Have you ever wished you could look into the windows of the saddest, truest, loneliest lives there ever were without disrupting anything? Because if so, have I got the movie for you. Magnolia Pictures has just released their newest film, Touchy Feely today, although it premiered much earlier in the year, at Sundance. In fact, now that you mention it, yes we did happen to recommend it in our top five films from that festival eight months ago. And yes it did happen to live up to all that Crushable hype, and the festival hype too, as it was nominated for the Grand Jury Prize. Thank you for asking.
Here’s why we were excited about it back then:
Starring Rosemarie DeWitt as a massage therapist who suddenly can’t bear human contact just as her brother becomes known for his dental practice’s ‘healing touch’, this film has a talented ensemble cast including Allison Janney, Ron Livingston, Scoot McNairy, Ellen Page, and Josh Pais. Plus it’s directed by Lynn Shelton, who was previously lauded for her films My Sister’s Sister and Humpday.
I should tell you that I tend to be a little suspicious of films that label themselves as having ‘ensemble casts’ but this one really did.
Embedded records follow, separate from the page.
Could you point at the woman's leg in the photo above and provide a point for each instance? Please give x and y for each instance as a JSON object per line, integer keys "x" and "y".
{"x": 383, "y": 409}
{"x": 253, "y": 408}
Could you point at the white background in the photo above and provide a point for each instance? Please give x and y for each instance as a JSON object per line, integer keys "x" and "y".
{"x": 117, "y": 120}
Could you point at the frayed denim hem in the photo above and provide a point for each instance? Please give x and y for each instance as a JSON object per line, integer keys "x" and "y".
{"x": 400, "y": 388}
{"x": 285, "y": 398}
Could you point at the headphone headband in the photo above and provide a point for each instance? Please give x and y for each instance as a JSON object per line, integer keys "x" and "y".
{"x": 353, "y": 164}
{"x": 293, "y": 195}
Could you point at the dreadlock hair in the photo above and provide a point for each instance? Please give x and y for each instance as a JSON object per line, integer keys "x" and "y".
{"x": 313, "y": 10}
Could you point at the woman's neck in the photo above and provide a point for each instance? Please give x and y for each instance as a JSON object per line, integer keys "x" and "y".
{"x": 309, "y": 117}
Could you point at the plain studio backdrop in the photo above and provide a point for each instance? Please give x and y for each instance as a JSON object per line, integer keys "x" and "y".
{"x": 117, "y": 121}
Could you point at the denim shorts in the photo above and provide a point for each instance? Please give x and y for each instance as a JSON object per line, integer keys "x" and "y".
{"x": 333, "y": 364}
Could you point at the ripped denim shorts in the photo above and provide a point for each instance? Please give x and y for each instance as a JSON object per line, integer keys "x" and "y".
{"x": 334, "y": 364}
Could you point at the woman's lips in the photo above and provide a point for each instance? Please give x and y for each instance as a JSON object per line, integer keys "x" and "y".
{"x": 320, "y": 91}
Rosemarie’s behaviors kind of bookended the whole thing and wove it together, but we learned a lot about Ellen’s character’s life as well, and fear, and aging. It was a really beautiful look at the kind of backsliding that can happen if you stop paying attention to your own life.
But probably the best part of the movie for me, and the reason you all should see it is for its extremely accurate portrayal of…awkwardness. I feel like most films take the easy route when portraying someone as a quirky, socially-stunted character, and just cast a hot girl who is unable for the first two-thirds of the movie to tell a guy that she likes him. Whenever she eats, she gets frosting on her nose, and sometimes she goes out of her apartment with wet hair. WHAT A MESS.
But this movie gets at that concept in a much more honest, effective way, with a combination of close up, intricate camera work, sparse, sometimes improvised dialogue, and an extremely talented cast. These are not people who have one or two obstacles in their way, like needing a makeover — they are desperately incapable of simple interactions.
Josh Pais in particular is insanely good at making it clear to me just exactly how and why he’s unable to communicate, even though he desperately wants to. And the scene of him crawling onto Alison Janney’s massage table is incredible. I laughed out loud, which I almost never do in movie theaters.
More than most other writers or directors I’ve seen, Lynn Shelton makes every single one of her characters empathetic, even in the moments when they’re behaving strangely or even badly. You can just see that they’re not equipped to understand or cope with the transformations that are occurring around and within them, and it’s a sad joy to watch as they grapple with them and wonder if they’re going to fall victim or gain insight.
Go see it. If you live in New York, it’s showing at the Clearview Theater, in Chelsea. Get there, I loved it.